Quand mon étudiant de doctorat Vincent Paquette et moi-même avons commencé à étudier les expériences spirituelles de soeurs carmélites à l’université de Montréal, nous savions que nos motivations allaient très probablement être mal comprises.
D’abord nous avons dû convaincre les soeurs que nous n’allions pas chercher à prouver que leurs expériences religieuses ne sont pas réelles, qu’elles sont des illusions, ou qu’elles s’expliquent par un artéfact dans le cerveau. Ensuite nous avons dû calmer à la fois les espoirs des athées professionnels et les craintes du clergé quant à la possibilité que nous allions chercher à réduire ces expériences à une sorte « d’interrupteur de Dieu » dans le cerveau.
C’est précisément ce que veulent faire de nombreux neuroscientifiques. Mais Vincent et moi appartenons à une minorité – les neuroscientifiques non-matérialistes. La plupart des scientifiques aujourd’hui sont des matérialistes qui pensent que le monde physique est la seule réalité. Absolument tout le reste – y compris les pensées, les sentiments, l’esprit, et la volonté – peut être expliqué en termes de matière et de phénomènes physiques, ne laissant aucune place au fait que la religion et les expériences spirituelles puissent être autre chose que des illusions. Les matérialistes sont comme le personnage de Charles Dickens, Ebeneezer Scrooge, qui rejette son expérience du fantôme de Marley comme « une tranche de boeuf mal digérée, une demi-cuillerée de moutarde, un morceau de fromage, un fragment de pomme de terre mal cuite ».
Vincent et moi, au contraire, n’avons pas entamé nos recherches avec de tels présupposés matérialistes. Et puisque nous ne sommes pas des matérialistes, nous n’avons pas douté a priori qu’une personne contemplative puisse entrer en contact avec une réalité extérieure à elle-même au cours d’une expérience mystique. En fait, les neurosciences m’ont attiré en partie parce que je savais d’expérience que de telles choses peuvent réellement se produire. Vincent et moi voulions seulement savoir quels pouvaient être les corrélats neuraux – l’activité des neurones – au cours d’une telle expérience.

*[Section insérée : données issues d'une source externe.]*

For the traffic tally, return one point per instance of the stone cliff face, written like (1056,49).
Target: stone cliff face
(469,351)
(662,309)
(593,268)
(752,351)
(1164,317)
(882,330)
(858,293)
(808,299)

Compte tenu de l’immense domination du matérialisme dans les neurosciences contemporaines, nous avons eu de la chance que les soeurs aient cru à notre sincérité et aient accepté de nous aider, puis que la Fondation Templeton ait vu l’intérêt de soutenir nos recherches. Bien sûr, on peut nous demander si les études neuroscientifiques sur des nonnes contemplatives peuvent démontrer l’existence de Dieu. Non, mais elles peuvent démontrer – et elles l’ont fait –, que l’état de conscience mystique est une réalité. Dans cet état, le contemplatif fait semble-t-il
l’expérience d’aspects de la réalité qui ne sont pas accessibles à partir d’autres états. Ces découvertes excluent plusieurs thèses matérialistes selon lesquelles le contemplatif simule ou enjolive l’expérience. Vincent et moi avons aussi montré que les expériences mystiques sont complexes – une découverte qui contredit la grande variété d’explications matérialistes simplistes, telles qu’un « gène de Dieu », un « point de Dieu », ou un « interrupteur de Dieu » dans nos cerveaux.
Denyse O’Leary, qui est journaliste, et moi-même avons écrit ce livre pour réfléchir au sens de ces études, et plus généralement pour proposer une approche neuroscientifique de la connaissance des expériences religieuses, spirituelles et mystiques. Aujourd’hui les neurosciences sont matérialistes. C’est-à-dire qu’elles supposent que l’esprit se réduit tout simplement au mécanisme physique du cerveau. Pour comprendre ce que cela veut dire, considérons cette simple phrase : « Cela m’est venu à l’esprit. » Personne ne dirait : « Cela m’est venu au cerveau. » Par contraste, on pourrait dire « il faut protéger le cerveau en cas de choc », et non « il faut protéger l’esprit en cas de choc ».